Janus Boonzaaier has taken on quite a challenge. He’s planted 6,000 grapefruit trees west of Dimbulah. Despite what could only be generously described as “challenging” soils, his trees are looking spectacular 18 months in and heading for their first commercial crop, including an exciting new grapefruit variety, Sweet Sunrise. We caught up with Janus and his offsider Jacob on a sunny autumn day to chat about his efforts.
“These soils are tough. They have a Cation Exchange Capacity of just 1.4, a pH of 3.8 and are almost exclusively sandy loams that won’t hold much water,” Janus says, as we stand among his young trees. “This farm was used for a long time for tobacco, right up to the 1990s, and that can be tough on soils that weren’t great to start with. We knew we had to invest the time to improve the soils from the outset, and then manage them carefully to get the best results.”

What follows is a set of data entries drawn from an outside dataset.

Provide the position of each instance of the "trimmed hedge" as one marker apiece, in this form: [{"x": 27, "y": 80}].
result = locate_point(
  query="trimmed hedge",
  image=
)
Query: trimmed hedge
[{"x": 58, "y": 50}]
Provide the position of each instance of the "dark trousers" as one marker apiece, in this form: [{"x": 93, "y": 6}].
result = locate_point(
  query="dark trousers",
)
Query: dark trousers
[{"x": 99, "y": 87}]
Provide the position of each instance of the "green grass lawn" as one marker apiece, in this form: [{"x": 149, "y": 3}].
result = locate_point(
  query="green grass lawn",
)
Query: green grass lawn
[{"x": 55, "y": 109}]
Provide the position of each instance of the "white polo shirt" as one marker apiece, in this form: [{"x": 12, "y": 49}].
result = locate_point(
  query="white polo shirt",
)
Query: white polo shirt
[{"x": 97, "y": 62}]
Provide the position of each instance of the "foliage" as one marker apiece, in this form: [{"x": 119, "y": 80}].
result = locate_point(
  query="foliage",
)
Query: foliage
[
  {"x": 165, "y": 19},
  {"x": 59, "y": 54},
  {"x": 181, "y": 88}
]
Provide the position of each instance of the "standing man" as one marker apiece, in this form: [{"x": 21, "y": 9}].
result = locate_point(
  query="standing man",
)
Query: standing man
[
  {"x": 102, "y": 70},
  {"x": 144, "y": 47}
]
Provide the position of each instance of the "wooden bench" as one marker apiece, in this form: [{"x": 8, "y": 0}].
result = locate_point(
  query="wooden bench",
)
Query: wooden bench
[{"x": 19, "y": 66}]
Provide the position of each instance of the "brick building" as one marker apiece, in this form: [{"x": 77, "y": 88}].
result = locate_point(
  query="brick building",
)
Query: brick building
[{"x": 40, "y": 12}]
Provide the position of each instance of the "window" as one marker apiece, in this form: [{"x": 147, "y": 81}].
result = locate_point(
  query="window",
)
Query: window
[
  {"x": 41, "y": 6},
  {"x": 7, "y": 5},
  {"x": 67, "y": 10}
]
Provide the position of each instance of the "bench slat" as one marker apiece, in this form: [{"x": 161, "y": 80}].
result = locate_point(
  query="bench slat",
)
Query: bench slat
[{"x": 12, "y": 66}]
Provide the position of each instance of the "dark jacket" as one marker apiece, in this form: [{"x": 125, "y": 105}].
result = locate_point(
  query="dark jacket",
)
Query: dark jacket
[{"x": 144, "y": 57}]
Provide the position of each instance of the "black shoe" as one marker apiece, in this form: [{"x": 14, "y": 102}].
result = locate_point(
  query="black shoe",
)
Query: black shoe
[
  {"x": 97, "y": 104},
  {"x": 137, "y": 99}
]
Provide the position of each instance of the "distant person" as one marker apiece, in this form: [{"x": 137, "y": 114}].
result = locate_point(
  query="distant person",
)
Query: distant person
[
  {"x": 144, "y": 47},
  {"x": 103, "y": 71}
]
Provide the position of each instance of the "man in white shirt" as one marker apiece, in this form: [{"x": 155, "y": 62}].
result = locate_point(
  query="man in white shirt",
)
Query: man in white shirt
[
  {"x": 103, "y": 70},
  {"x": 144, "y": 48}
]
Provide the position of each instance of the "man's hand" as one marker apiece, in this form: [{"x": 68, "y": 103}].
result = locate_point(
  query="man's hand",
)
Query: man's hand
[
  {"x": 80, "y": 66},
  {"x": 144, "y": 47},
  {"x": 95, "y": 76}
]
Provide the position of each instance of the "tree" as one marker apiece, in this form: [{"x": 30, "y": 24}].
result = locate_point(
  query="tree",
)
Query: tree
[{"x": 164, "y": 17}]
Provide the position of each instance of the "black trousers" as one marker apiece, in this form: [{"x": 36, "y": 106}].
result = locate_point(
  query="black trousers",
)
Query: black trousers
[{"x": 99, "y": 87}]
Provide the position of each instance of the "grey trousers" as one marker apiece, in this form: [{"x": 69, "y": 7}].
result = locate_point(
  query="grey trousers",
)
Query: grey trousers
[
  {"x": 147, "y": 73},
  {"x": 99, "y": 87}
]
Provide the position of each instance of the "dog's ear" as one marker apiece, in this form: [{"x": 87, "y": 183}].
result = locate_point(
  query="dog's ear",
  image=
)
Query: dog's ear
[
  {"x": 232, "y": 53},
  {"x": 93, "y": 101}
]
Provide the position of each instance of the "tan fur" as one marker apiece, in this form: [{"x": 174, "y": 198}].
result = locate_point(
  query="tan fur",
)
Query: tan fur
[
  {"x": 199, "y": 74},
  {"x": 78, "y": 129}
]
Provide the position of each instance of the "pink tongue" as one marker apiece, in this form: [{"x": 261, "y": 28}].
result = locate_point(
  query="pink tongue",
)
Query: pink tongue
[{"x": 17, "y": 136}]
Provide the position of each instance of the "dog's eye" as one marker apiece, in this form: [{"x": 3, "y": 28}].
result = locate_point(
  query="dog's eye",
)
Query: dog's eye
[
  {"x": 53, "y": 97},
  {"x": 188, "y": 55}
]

You wouldn’t know it looking at the trees. At just a bit over 18 months old, they’re where you’d expect a 2–2 ½ year tree to be at.
Janus uses multiple automated probes across his 18ha orchard to monitor soil pH, EC and temperature as well as an on-site automated weather station to monitor local conditions. He uses an irrigation system with controlled dosing meters to ensure the exact fertiliser ratio, and then field tests regularly to check his trees are getting just what he expects.
Janus moved to Australia with his family four years ago. “I came from the Western Cape region of South Africa where I managed table and wine grape orchards. There we had cold winters and very dry summers, so coming to terms with the Dimbulah climate has been a learning curve. The country looks similar, however.”